Largement autodidacte, Leiter a d'abord travaillé principalement en monochrome, prenant les deux street photography et portraits, mais était un des premiers à adopter la photographie couleur, les rues entourant sa maison de Manhattan étaient, presque exclusivement, le sujet de son travail personnel.

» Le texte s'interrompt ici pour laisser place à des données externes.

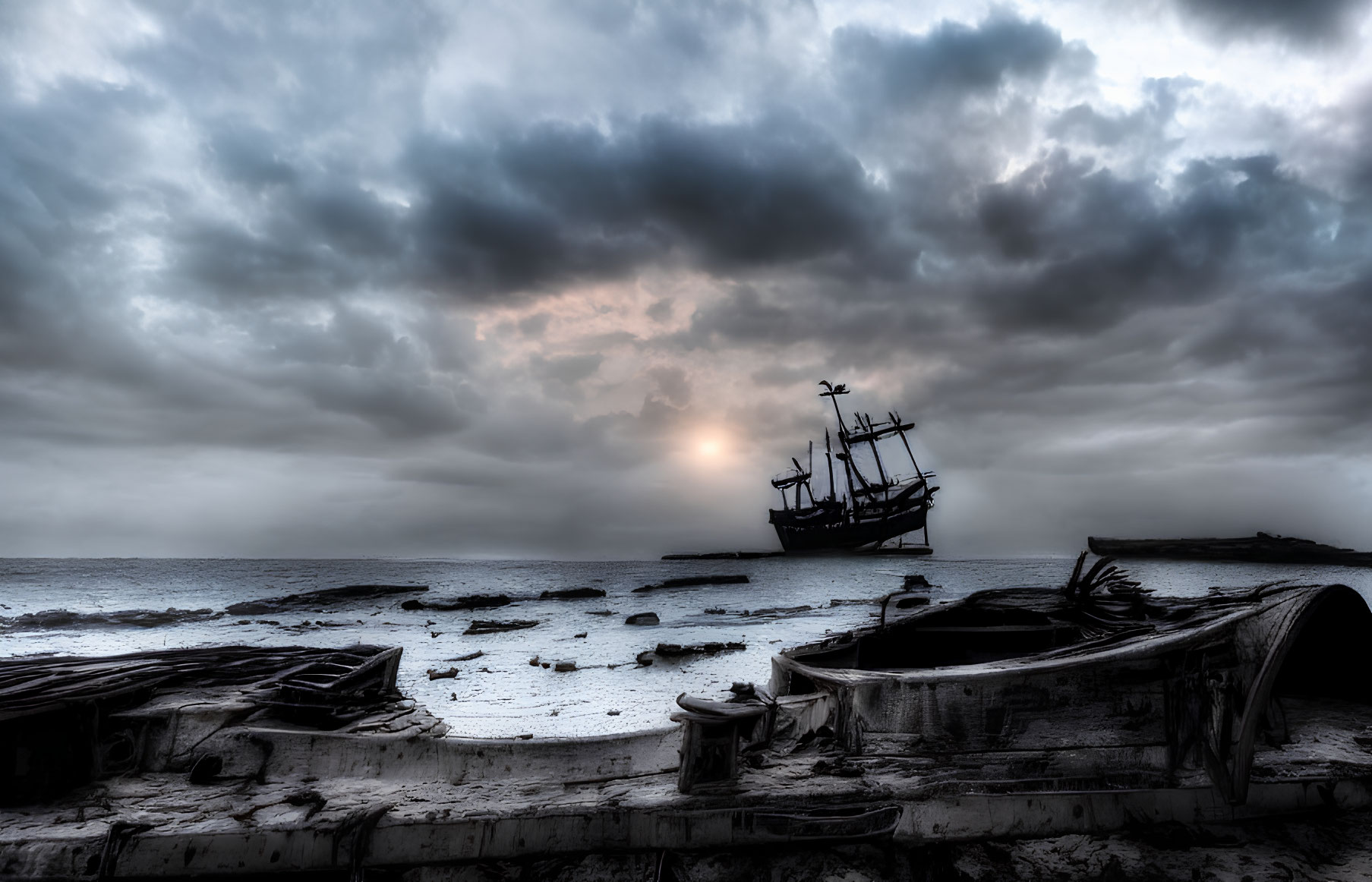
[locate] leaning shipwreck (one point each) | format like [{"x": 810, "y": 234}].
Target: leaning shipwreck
[
  {"x": 1014, "y": 712},
  {"x": 870, "y": 508}
]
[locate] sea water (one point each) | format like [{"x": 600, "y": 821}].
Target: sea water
[{"x": 500, "y": 693}]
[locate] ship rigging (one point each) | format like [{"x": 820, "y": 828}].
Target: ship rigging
[{"x": 875, "y": 508}]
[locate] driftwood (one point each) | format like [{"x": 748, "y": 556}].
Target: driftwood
[
  {"x": 675, "y": 650},
  {"x": 59, "y": 717},
  {"x": 571, "y": 594},
  {"x": 777, "y": 611},
  {"x": 467, "y": 657},
  {"x": 481, "y": 625},
  {"x": 690, "y": 582},
  {"x": 136, "y": 618},
  {"x": 319, "y": 600},
  {"x": 1260, "y": 549},
  {"x": 472, "y": 601}
]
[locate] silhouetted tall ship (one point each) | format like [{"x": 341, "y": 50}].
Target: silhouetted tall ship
[{"x": 875, "y": 502}]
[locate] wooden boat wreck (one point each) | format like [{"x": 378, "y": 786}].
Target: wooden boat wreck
[
  {"x": 870, "y": 508},
  {"x": 1014, "y": 712}
]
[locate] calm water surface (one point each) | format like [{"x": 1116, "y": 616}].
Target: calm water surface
[{"x": 501, "y": 695}]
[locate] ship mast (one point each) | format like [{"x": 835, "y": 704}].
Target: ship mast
[
  {"x": 846, "y": 455},
  {"x": 829, "y": 457}
]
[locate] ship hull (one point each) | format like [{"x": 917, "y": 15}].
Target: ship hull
[{"x": 847, "y": 534}]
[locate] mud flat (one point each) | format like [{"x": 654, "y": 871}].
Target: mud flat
[
  {"x": 1260, "y": 549},
  {"x": 1018, "y": 732}
]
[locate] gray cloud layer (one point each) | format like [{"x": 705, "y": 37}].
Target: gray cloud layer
[{"x": 246, "y": 236}]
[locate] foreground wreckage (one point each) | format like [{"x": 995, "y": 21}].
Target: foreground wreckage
[{"x": 1017, "y": 712}]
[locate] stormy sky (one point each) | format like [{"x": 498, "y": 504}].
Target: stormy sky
[{"x": 560, "y": 279}]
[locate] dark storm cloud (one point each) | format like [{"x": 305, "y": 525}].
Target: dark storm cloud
[
  {"x": 951, "y": 61},
  {"x": 1096, "y": 248},
  {"x": 1307, "y": 21},
  {"x": 361, "y": 241},
  {"x": 559, "y": 203}
]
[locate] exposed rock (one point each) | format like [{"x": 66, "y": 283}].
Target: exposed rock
[
  {"x": 483, "y": 625},
  {"x": 319, "y": 600},
  {"x": 475, "y": 601},
  {"x": 571, "y": 594},
  {"x": 692, "y": 582}
]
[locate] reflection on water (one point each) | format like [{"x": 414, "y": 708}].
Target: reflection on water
[{"x": 501, "y": 693}]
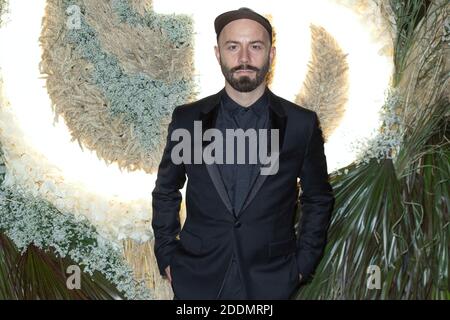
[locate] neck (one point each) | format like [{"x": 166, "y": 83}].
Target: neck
[{"x": 245, "y": 99}]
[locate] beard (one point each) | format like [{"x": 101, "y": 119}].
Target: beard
[{"x": 245, "y": 83}]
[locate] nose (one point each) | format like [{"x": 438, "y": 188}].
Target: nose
[{"x": 243, "y": 56}]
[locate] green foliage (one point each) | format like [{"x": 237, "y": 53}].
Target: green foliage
[
  {"x": 31, "y": 222},
  {"x": 41, "y": 275}
]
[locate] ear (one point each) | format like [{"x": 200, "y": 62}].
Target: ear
[
  {"x": 272, "y": 54},
  {"x": 217, "y": 52}
]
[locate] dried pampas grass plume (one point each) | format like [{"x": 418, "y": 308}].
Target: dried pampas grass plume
[{"x": 325, "y": 89}]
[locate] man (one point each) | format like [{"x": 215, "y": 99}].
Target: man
[{"x": 238, "y": 240}]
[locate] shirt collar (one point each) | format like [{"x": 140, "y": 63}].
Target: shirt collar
[{"x": 258, "y": 107}]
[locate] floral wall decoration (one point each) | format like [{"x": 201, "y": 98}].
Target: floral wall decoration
[{"x": 87, "y": 88}]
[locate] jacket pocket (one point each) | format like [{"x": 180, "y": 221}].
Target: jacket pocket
[
  {"x": 190, "y": 242},
  {"x": 282, "y": 248}
]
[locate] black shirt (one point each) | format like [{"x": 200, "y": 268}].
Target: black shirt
[{"x": 238, "y": 178}]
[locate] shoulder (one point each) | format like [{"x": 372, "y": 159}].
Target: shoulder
[{"x": 295, "y": 111}]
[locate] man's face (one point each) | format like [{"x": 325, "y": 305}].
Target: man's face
[{"x": 245, "y": 54}]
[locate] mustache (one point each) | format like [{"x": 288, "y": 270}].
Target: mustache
[{"x": 244, "y": 67}]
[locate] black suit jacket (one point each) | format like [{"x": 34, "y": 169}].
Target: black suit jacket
[{"x": 262, "y": 234}]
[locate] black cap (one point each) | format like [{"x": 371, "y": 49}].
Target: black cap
[{"x": 241, "y": 13}]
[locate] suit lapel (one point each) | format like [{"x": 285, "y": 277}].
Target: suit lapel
[{"x": 208, "y": 116}]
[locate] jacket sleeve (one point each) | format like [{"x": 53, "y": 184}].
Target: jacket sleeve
[
  {"x": 166, "y": 202},
  {"x": 317, "y": 202}
]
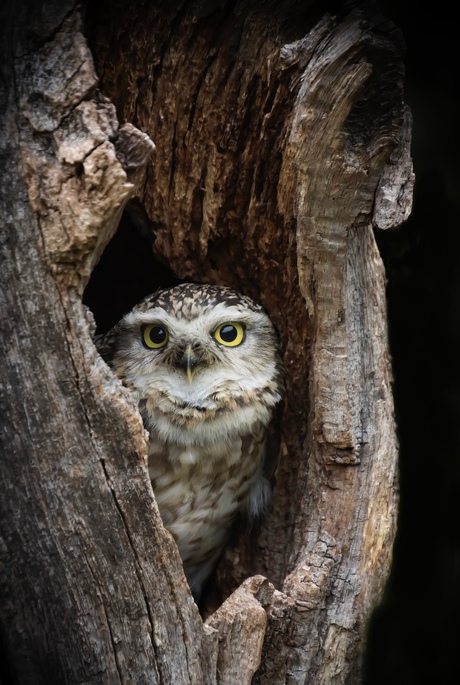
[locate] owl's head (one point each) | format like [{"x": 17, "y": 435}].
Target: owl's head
[{"x": 197, "y": 349}]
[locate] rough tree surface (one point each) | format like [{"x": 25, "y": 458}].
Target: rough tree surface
[{"x": 281, "y": 140}]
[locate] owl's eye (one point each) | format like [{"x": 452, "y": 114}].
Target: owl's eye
[
  {"x": 154, "y": 336},
  {"x": 230, "y": 334}
]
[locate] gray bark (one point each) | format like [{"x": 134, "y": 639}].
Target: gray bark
[{"x": 279, "y": 141}]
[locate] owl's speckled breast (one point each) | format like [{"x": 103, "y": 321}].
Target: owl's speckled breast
[{"x": 204, "y": 364}]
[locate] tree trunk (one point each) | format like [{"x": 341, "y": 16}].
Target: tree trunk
[{"x": 281, "y": 140}]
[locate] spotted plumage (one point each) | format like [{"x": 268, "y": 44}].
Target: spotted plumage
[{"x": 204, "y": 365}]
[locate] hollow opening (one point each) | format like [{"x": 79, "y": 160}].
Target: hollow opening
[{"x": 127, "y": 272}]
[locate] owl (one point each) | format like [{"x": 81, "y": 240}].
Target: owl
[{"x": 204, "y": 365}]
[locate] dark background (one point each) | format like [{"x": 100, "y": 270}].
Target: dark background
[
  {"x": 414, "y": 633},
  {"x": 414, "y": 637}
]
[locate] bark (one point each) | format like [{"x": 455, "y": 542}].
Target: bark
[{"x": 281, "y": 139}]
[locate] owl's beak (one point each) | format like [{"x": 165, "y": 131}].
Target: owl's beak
[{"x": 189, "y": 361}]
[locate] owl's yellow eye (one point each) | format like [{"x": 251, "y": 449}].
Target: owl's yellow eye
[
  {"x": 154, "y": 336},
  {"x": 230, "y": 334}
]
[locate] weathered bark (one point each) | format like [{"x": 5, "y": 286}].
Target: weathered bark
[{"x": 280, "y": 138}]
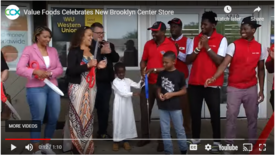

C'est pour ces images qu'il est le plus connu, et où son intérêt pour la peinture et l'abstrait est peut-être le plus évident; il tirait fréquemment à travers les fenêtres, leurs surfaces filtrées par la pluie, la vapeur ou de faibles reflets. Il a utilisé des ombres, des angles inhabituels et souvent un téléobjectif pour obtenir une compression, un contraste avec le style grand angle habituellement préféré par les photographes de rue.

Parapluie rouge, C.1955
T, État de New York 1950
Ouvrier de Mondrian, 1954


Les sujets humains sont rarement le point focal, en fait leurs visages sont invariablement obscurcis, tandis que son utilisation fréquente du film Kodachrome expiré, donne des touches de couleur - fournies par des publicités au néon, des parapluies ou des taxis jaunes - un ton sourd, presque pastel, à temps faisant que les images ressemblent plus à une peinture qu'à une photographie.

«J'aime quand on n'est pas sûr de ce que l'on voit. Quand on ne sait pas pourquoi le photographe a pris une photo et quand on ne sait pas pourquoi on la regarde, tout d'un coup on découvre quelque chose que l'on commence à voir. J'aime cette confusion.

Appel téléphonique, 1957
Ne marchez pas, 1952
Pied sur l'IE, 1954


Son style était unique, rejetant le réalisme cruel de ses contemporains et se consacrant à la place à trouver la beauté dans l'ordinaire; moments d'humanité et de sérénité dans les rues claustrophobes de Manhattan. Ses images évoquent un sentiment de calme et de positivité, sentiments rarement associés aux photographies de New York.

«Je n'ai jamais été submergé par le désir de devenir célèbre. Ce n'est pas que je ne voulais pas que mon travail soit apprécié, mais pour une raison quelconque - peut-être parce que mon père désapprouvait presque tout ce que je faisais - dans un endroit secret de mon être, il y avait un désir d'éviter le succès.

Train de l'IE, 1954


Leiter a passé une grande partie de sa vie professionnelle en tant que photographe de mode, travaillant pour une foule de publications renommées telles que Elle et Harper's Bazaar, mais était, jusqu'à assez récemment, relativement inconnu du monde de l'art au sens large. Cet anonymat relatif semblait lui convenir, un personnage naturellement effacé, qui considérait la célébrité comme une distraction indésirable.

En 2006, Leiter, alors âgé de 82 ans, assisté de l'historien de l'art Martin Harrison et de la Howard Greenberg Gallery, a publié "Couleur précoce", une collection de photographies personnelles en couleur de ses vastes archives. Un succès majeur, il a conduit à la première grande rétrospective de Leiter et d'innombrables expositions dans le monde entier, dont sa première exposition européenne à la Fondation Henri Cartier-Bresson à Paris, en 2008. En 2013, le cinéaste britannique Tomas Leach a réalisé le documentaire "Sans se presser », un portrait intime de Leiter qui a été largement salué.

Réflexion, 1958
Soames Bantry, Nova, 1960


Leiter a continué à prendre des photos presque jusqu'à sa mort fin 2013, à l'âge de quatre-vingt-neuf ans. Ses œuvres font partie des collections de nombreux musées et galeries prestigieux à travers le monde et continuent d'inspirer et de ravir ceux qui les regardent.

«Je suis peut-être démodé. Mais je crois qu'il existe une recherche de la beauté - un plaisir dans les belles choses du monde. Et je ne pense pas qu’il faille s’excuser pour cela.